Tuesday, October 11, 2011

On the loss of a team...RIP Tulsa Talons 2000-2011...



With the stroke of a pen, it was done. 

After 11 successful seasons in two different leagues, the Tulsa Talons were sold and moved to San Antonio.  Thanks to the internet the move was not unexpected, but nevertheless when the rumor became reality it was like the death of a loved one, unexpected and painful.  Adding to the lnsult is that when the San Antonio team takes to the field in March of next year, they won't be sporting a new name.


It's smaller but you get the point.

I can say that I was there for the birth of the Talons.  I bought my ticket two days before the opening night in April 2000 and got coveted seats on the wall for the game.  I even managed to catch a football that night (they let you keep them if you do, which is cool).  It turned out to be a fun game that was exciting to watch. 

With Tulsa being smack dab in the middle of football country, it was a recipe for success on so many levels, and indeed it was.

They won a championship in 2003 and again in 2007, then moved from the smallish Convention Center arena to the cavernous BOK Center in 2009.  Two seasons later, they were gone, the victim of an owner who got cold feet when the attendance dropped.  The suck-tacular economy got the blame and before the ferociously loyal Talons fans had a chance to save their beloved birds, the stakes were pulled and they were gone.  Just like that.
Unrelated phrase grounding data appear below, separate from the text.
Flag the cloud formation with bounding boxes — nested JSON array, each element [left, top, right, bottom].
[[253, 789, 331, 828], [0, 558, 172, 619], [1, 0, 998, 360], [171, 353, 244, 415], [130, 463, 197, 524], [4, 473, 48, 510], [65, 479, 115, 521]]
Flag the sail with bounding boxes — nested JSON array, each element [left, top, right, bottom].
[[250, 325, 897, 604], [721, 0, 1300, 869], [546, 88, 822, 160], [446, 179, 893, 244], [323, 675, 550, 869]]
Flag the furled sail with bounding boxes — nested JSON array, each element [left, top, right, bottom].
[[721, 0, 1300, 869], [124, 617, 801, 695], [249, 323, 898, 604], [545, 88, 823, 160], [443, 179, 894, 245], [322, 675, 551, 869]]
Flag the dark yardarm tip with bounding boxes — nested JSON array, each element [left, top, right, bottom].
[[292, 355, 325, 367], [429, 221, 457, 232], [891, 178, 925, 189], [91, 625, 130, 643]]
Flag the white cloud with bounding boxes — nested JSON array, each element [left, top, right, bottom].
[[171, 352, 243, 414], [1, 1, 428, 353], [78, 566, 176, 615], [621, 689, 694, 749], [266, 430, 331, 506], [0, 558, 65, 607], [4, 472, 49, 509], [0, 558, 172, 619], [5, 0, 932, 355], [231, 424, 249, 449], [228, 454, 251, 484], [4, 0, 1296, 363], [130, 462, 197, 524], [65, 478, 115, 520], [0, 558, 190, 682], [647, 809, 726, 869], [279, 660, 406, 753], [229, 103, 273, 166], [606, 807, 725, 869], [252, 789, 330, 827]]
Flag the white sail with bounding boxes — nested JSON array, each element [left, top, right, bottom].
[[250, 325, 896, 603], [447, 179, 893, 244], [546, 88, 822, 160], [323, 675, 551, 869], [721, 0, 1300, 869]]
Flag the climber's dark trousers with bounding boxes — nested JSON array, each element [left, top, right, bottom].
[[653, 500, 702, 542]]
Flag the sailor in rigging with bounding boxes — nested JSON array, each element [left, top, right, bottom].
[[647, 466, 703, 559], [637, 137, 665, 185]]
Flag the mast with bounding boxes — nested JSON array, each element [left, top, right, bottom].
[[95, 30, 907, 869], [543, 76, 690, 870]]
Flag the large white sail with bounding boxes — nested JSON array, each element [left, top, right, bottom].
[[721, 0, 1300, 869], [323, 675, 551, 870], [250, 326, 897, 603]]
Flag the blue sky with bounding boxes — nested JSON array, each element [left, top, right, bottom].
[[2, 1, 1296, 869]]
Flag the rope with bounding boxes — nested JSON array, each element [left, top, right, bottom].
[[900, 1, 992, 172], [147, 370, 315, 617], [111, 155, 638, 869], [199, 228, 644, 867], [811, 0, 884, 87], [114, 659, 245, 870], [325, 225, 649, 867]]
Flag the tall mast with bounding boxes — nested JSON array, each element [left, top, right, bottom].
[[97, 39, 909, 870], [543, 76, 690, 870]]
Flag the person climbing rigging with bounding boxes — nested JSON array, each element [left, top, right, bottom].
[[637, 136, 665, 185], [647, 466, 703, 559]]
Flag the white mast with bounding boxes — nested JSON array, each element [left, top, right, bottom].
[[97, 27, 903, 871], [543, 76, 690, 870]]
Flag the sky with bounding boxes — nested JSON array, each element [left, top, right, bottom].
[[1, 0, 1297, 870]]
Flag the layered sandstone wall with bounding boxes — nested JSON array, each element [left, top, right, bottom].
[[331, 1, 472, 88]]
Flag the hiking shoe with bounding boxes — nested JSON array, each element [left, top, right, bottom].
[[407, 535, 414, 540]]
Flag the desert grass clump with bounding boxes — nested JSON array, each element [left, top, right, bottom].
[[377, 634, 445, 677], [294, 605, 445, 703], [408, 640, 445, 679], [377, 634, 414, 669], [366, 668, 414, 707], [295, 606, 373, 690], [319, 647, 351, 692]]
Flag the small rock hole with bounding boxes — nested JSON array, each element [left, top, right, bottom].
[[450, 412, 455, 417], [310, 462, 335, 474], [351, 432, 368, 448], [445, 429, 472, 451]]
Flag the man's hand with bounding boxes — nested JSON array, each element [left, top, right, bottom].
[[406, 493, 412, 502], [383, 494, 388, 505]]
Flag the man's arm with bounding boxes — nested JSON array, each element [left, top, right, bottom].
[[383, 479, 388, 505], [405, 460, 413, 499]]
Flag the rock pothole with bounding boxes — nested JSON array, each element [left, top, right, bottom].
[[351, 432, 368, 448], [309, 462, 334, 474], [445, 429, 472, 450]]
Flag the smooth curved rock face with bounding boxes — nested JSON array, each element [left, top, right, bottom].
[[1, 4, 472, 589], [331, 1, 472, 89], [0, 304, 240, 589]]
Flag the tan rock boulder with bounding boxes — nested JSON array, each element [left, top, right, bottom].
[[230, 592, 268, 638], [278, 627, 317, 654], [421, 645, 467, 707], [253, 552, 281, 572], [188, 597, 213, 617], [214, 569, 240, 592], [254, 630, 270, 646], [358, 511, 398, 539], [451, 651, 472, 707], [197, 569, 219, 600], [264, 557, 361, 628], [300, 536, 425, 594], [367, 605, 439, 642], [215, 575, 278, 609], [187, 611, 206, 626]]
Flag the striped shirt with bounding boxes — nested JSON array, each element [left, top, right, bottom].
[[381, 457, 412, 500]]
That, to me showed cowardice.  If ticket sales were to blame, then the ownership should have given the fans a chance to save their team.  Sure, it was a "bake sale", grass roots way of going about it, but since Paul Ross chose the thief in the night method to skip town that wasn't in the cards. 

It made me think of 1983, when the fans of the european form of football (futbol) saved their team by outright donations of money taken at their offices. 
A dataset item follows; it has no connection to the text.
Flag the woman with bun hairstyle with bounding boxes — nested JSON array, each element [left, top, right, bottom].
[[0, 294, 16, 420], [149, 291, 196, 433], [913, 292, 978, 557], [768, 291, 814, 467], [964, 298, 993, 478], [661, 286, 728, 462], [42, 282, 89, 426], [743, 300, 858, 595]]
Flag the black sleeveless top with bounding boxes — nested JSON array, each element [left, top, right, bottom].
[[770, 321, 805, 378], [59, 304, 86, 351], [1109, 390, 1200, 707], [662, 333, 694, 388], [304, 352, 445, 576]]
The Tulsa Roughnecks of the North American Soccer League (NASL) had been playing for six years and had just won the championship of their league when they fell upon hard times.  The fans stepped up, and donated their hard-earned money to save the team.  The economy was in the crapper because, among other things, the inspiration for the teams name...the oil industry or Tulsa's (former) bread and butter...was circling the drain and the unemployment rate was soaring.  Season tickets to any sports involved liquid cash and that wasn't being thrown around by the lunchpail local gentry.
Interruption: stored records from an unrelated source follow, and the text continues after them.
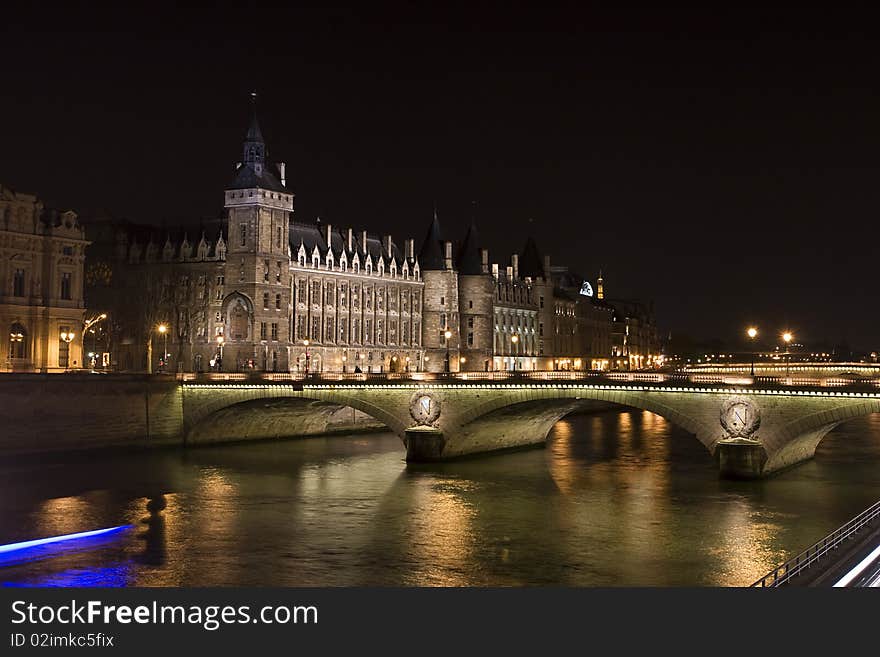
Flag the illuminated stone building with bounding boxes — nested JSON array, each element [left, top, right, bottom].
[[82, 98, 661, 374], [0, 184, 88, 372], [85, 103, 424, 373], [608, 296, 662, 370]]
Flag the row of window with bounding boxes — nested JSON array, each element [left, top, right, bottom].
[[294, 315, 421, 347], [8, 269, 72, 300], [495, 283, 535, 305], [258, 322, 280, 341], [295, 281, 421, 313]]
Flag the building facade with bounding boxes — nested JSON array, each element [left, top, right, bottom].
[[85, 106, 425, 373], [0, 184, 88, 372], [82, 100, 661, 374]]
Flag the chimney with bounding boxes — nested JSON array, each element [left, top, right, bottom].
[[361, 230, 368, 254], [511, 253, 519, 280], [480, 248, 489, 273], [405, 238, 414, 260], [347, 228, 353, 252], [384, 235, 393, 258], [277, 162, 286, 187], [491, 263, 499, 278], [543, 255, 551, 277], [506, 265, 514, 279], [326, 223, 332, 249], [444, 241, 453, 270]]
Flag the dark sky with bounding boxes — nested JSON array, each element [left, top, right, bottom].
[[2, 5, 878, 349]]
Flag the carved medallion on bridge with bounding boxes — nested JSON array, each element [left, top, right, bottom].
[[410, 391, 441, 426], [720, 397, 761, 441]]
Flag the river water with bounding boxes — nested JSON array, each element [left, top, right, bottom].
[[2, 409, 880, 586]]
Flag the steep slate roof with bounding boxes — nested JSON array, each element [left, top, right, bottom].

Somehow, the fans of the Roughnecks saved the team.  At least for another season.  Sure, this will drain the wind from the sail of this rant but the NASL as a league went belly up the following summer.  The point being that the fans of the Roughnecxks were allowed the opporunity to save their team. 

Something Paul Ross did not give to the fans of his team. 

Tulsa needs another for-real major league team.  With all due respectr to the Tulsa Oilers hockey team and Tulsa Drillers baseball players, wee have professiuonals playing sports, but as of right now the only nationally recognized major league team is the Shock, and being WNBA they are still spoken of in the joking tones that cover up the fact that the players in that league are as world class as the Kevin Durant's or Carmelo Anthony's of the NBA. 

That said, all it's going to take is a owner or group of owners with the balls to try and make it work.  The problem with that is that people are scared shitless to fail.  I can understand fear, but what's life without some risk?  We would have never made it past the Mississippi River if we were worried about failure.